Barry R. Weingast and Philip Petrov - Political-Economic Development and Early Modern Political Theory (Zoom)

Date
-
Speaker
Barry R. Weingast, Ward C. Krebs Family Professor of Political Science, and Philip Petrov, Ph.D. Candidate in Political Science, Stanford University
Location
Zoom
Abstract

Early modern political theorists lived in the relatively harsh conditions of what we now call “developing countries” (developed countries did not exist until the nineteenth century). These theorists faced significant risk of political instability, state repression, and large-scale violence in states that struggled to do things such as protect property rights, implement rule of law, and distribute material resources using impartial criteria. Using Hobbes, Hume, and James Madison as examples, we argue that the early modern political theorists’ circumstances heavily influenced several of their normative prescriptions. Because most contemporary interpreters of these theorists live in the developed West, they often miss that the earlier theorists could not assume the relatively high levels of political-economic development that many contemporary normative ideas about justice presuppose. Reading early modern political theorists without regard to their location in developing countries risks neglecting that many of their normative prescriptions were not direct statements of their political preferences but rather responses to situational constraints.

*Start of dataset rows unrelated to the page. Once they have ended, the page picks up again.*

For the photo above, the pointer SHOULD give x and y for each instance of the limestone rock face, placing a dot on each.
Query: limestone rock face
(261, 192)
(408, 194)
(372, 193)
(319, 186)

Writers such as Hobbes, Hume, and Madison focused on questions of how to establish—as opposed to distribute—what John Rawls called the “basic liberties.”

Biography

Barry R. Weingast is the Ward C. Krebs Family Professor, Department of Political Science, and a Senior Fellow, Hoover Institution. He served as Chair, Department of Political Science, from 1996 through 2001. He is a member of the National Academy of Sciences and the American Academy of Arts and Sciences. Weingast’s research focuses on the political foundation of markets, economic reform, and regulation. 

Philip Petrov is a Ph.D. candidate with an interest in political theory and American politics.